A imagem de uma criança encharcada e fria
Esse choque entre o que é familiar e o que é estranho foi um desafio particularmente forte para o jornalista de vídeo da AFP Will Vassilopoulos, que mora em Atenas. Desde abril de 2015, ele visitou a ilha de Lesbos mais de uma dúzia de vezes. Uma das coisas mais difíceis para ele tem sido os deslocamentos entre o trabalho e a família. “É claro que você muda, não há dúvida a respeito disso. Você muda enquanto pai”, diz ele. “Meus colegas são afetados de maneiras diferentes. Quanto a mim, tenho certeza de que sou mais terno com meus filhos. Se me pedissem para dizer o que é mais difícil nesta crise, passando pelas imagens das pessoas mortas ou indo para uma missão demorada para depois voltar para casa e automaticamente ser um pai e um marido, eu creio que isso representa o maior desafio.” A visita que fez com a família ao campo de refugiados em Idomeni, um vilarejo da Grécia, permitiu que sua mulher compreendesse melhor o seu trabalho e sua necessidade de relaxar quando volta para casa.
Embora reconhecendo o impacto do trabalho em seu bem-estar mental, os jornalistas estão profundamente conscientes de que escrever reportagens sobre os refugiados é incomparavelmente mais fácil do que vivenciá-las. “Por mais difícil que seja a viagem, é muito mais fácil fazê-la sentado num agradável avião do que num barco de pesca”, diz Patrick Kingsley.

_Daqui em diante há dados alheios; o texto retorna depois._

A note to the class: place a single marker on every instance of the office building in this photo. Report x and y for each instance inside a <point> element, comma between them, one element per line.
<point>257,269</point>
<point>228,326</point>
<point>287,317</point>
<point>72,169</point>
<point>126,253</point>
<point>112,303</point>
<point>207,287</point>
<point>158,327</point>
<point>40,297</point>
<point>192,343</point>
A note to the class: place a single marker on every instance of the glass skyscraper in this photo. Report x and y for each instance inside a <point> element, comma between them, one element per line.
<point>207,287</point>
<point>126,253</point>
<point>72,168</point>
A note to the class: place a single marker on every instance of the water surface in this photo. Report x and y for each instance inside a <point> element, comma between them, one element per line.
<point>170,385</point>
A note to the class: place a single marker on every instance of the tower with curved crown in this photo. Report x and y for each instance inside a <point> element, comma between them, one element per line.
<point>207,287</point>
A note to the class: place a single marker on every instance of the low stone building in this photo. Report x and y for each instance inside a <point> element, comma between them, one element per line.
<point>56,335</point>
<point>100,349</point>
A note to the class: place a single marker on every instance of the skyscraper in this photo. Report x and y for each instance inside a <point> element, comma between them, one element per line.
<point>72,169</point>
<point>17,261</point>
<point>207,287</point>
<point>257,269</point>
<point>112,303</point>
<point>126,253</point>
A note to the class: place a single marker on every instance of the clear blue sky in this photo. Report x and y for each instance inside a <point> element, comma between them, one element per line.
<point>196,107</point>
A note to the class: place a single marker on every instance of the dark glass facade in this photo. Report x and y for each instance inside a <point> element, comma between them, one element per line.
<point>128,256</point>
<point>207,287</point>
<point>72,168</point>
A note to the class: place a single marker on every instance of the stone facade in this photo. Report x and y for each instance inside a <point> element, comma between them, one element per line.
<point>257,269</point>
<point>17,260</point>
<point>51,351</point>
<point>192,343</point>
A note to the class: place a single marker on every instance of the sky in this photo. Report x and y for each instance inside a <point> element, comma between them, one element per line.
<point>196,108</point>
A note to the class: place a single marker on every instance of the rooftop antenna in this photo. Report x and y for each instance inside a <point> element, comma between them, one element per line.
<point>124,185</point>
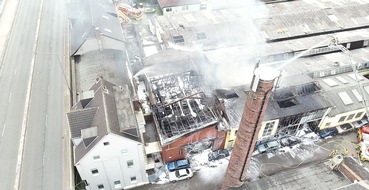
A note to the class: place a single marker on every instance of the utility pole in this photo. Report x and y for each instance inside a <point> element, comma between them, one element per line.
<point>334,44</point>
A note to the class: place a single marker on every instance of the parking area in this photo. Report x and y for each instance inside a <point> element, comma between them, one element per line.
<point>208,175</point>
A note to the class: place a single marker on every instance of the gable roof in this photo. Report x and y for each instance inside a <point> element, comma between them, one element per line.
<point>174,3</point>
<point>344,92</point>
<point>97,20</point>
<point>112,112</point>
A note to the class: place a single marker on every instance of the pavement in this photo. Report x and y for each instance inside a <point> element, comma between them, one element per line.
<point>7,15</point>
<point>32,118</point>
<point>210,176</point>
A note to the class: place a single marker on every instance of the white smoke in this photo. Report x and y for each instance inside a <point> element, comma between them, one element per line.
<point>234,65</point>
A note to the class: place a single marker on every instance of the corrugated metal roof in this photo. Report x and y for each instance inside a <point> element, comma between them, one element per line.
<point>109,64</point>
<point>342,95</point>
<point>174,3</point>
<point>96,19</point>
<point>106,118</point>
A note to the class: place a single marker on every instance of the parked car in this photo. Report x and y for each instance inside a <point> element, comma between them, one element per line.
<point>328,132</point>
<point>180,175</point>
<point>289,141</point>
<point>178,164</point>
<point>346,127</point>
<point>360,123</point>
<point>269,146</point>
<point>219,154</point>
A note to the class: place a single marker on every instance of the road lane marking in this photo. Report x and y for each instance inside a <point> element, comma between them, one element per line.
<point>18,167</point>
<point>2,134</point>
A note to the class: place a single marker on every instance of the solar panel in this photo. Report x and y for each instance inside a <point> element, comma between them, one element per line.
<point>359,77</point>
<point>345,98</point>
<point>330,82</point>
<point>357,95</point>
<point>341,79</point>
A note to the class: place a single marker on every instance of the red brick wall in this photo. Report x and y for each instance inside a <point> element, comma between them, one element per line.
<point>176,150</point>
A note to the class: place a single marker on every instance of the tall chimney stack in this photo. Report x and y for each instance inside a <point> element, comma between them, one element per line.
<point>252,117</point>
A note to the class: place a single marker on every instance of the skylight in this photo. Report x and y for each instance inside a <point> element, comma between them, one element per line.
<point>330,82</point>
<point>345,98</point>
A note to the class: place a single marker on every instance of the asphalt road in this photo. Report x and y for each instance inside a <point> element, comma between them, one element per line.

Mas o impacto provavelmente irá durar por um bom tempo, especialmente de momentos como aquele em que Will Vassilopoulos viu pela primeira vez uma criança afegã na ilha de Lesbos. “Desde então, vi muitas outras crianças, mas a imagem específica daquela primeira criança, encharcada e fria, creio que provavelmente me permitiria que desenhasse o seu rosto.”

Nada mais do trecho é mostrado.